Tripp’s defense lawyers and Maryland prosecutors will be in court to
argue over the famous audiotape made by Tripp of her conversation with
Monica Lewinsky. If the judge rules that the tape cannot be used by the
prosecution — immunity promised explicitly by former Special Prosecutor
Kenneth Starr’s office — the Maryland case against Tripp could very
well collapse.

Tripp is being prosecuted under Maryland’s wiretapping law for
unlawfully taping a conversation between herself and Monica Lewinsky
Dec. 22, 1997, in order to provide evidence that the president of the
United States had tried not only to cover up the now-notorious affair,
but also had urged Lewinsky to perjure herself. Although Tripp admits
she was aware that it was illegal to tape a conversation between her and
another person without the other party’s knowledge or consent, she also
was operating under an immunity agreement from Starr’s office.

Prosecutor Stephen Montanarelli recently subpoenaed five members of
former Special Prosecutor Ken Starr’s staff — Stephen Binhak, Stephen
Bates, Jackie Bennett, Bruce Udolf and Steve Irons — to testify at the
Dec. 13 hearing. All five lawyers are expected to testify in court that
the audiotape was under a grant of immunity from Starr.

Although Philip Coughter, Tripp’s chief spokesman, is cautiously
optimistic about the outcome of the hearing, he is disturbed by what he
sees as a White House spin campaign against Tripp.

“We firmly believe that Linda Tripp’s prosecution in Maryland is a
transparent, politically motivated effort that has been orchestrated by
the Clinton administration,” says Coughter.

Coughter, a former air force officer who worked with Tripp when he
was a spokesman in the Pentagon’s Office of Public Affairs, has known
Tripp for five years and characterizes her as a “decent, honorable,
optimistic and upbeat person.”

There is a wealth of circumstantial evidence pointing to a White
House campaign against Tripp, says Coughter. For instance, he notes that
49 of Maryland’s House of Delegate members — all Democrats — wrote a
letter to Attorney General Marna McClendon on Jan. 30, 1998, asking her
to prosecute Tripp.

Moreover, he says, Maryland has taken the highly unusual step of
offering the services of the deputy attorney general, the chief of the
Maryland criminal investigation unit, and as many lawyers as might be
needed, to help Montanarelli prosecute Tripp.
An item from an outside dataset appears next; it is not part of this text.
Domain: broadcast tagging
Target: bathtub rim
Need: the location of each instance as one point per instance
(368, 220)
“I find it more than strange that the state of Maryland would bring
to bear such resources seldom employed against mass murderers, to hound
Mrs. Tripp. This legal piling on is virtually unprecedented, and in my
opinion, speaks to the political motivation of this prosecution,” says
Coughter.

‘We would be in big trouble’

In a Nov. 19 court hearing, Tripp attorney Joseph Murtha argued for
dismissal of the charges against Tripp because of her grant of federal
immunity. In papers filed on Tripp’s behalf, Murtha argued that the
lawsuit is based on information gleaned from Tripp’s immunized federal
testimony — and thus cannot lawfully be used against her.
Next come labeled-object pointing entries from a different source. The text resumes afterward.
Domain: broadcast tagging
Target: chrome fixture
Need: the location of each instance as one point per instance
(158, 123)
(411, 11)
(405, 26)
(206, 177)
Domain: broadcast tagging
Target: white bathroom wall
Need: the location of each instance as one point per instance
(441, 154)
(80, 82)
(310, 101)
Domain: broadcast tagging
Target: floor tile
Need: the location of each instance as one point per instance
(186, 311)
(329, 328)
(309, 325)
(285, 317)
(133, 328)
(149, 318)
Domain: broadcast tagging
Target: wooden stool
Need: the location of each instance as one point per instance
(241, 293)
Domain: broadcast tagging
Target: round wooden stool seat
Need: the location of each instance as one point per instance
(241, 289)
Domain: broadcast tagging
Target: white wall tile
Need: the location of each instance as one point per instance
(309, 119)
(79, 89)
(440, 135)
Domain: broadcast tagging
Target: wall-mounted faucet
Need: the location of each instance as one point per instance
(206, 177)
In that hearing, Judge Diane Leasure ruled that legal arguments over
the use of the tape recording with Monica Lewinsky can be argued in
Monday’s court battle. The use of the Lewinsky tape is a make-or-break
issue for the prosecution.

“We would be in big trouble,” said Assistant Attorney General Carolyn
H. Henneman, if Leasure rules that Tripp had full immunity from Ken
Starr’s office over use of the tape.

Prosecutor Montanarelli agrees that “it would be extremely difficult
to continue” if he gets an unfavorable ruling from the judge.
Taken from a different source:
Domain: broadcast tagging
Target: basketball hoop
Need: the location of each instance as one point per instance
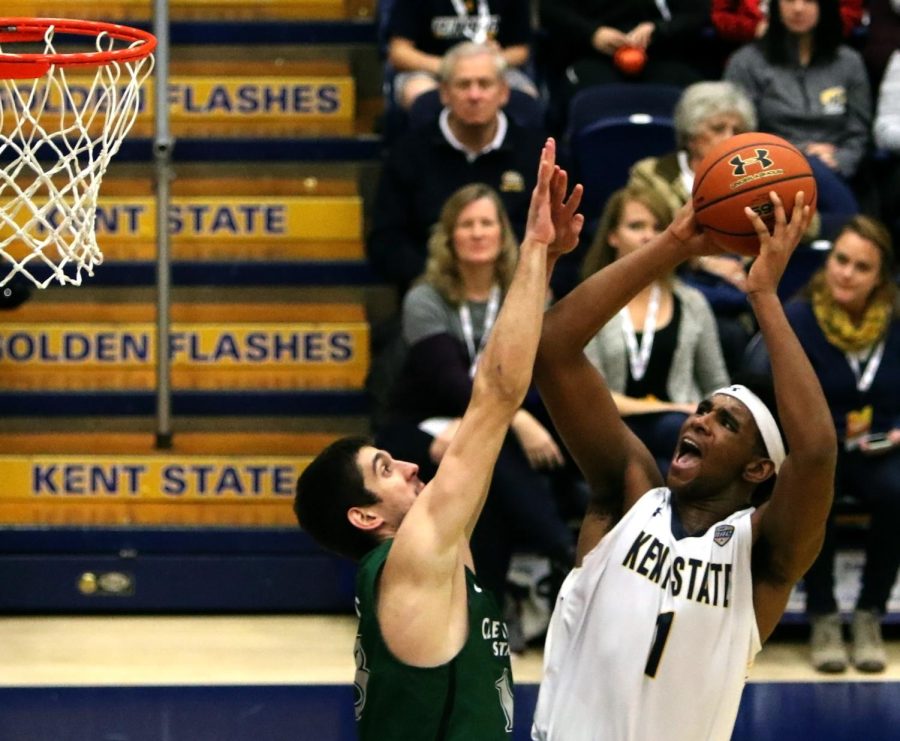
(63, 115)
Is government double-crossing Tripp?

Tripp’s defense strategy is simple. Kenneth Starr’s office sent Tripp
a letter on Jan 16, 1998 offering her a grant of immunity for the tapes
she had made of Monica Lewinsky’s conversations. Tripp’s lawyers
maintain Starr’s official offer of immunity protected Tripp from being
prosecuted for wiretapping. Whatever materials she provided to Starr
were also to be shielded from any lawsuits.

So how can Tripp be prosecuted?

Montanarelli claims Starr’s offer of immunity is invalid because it
was not signed off by a judge until mid-February.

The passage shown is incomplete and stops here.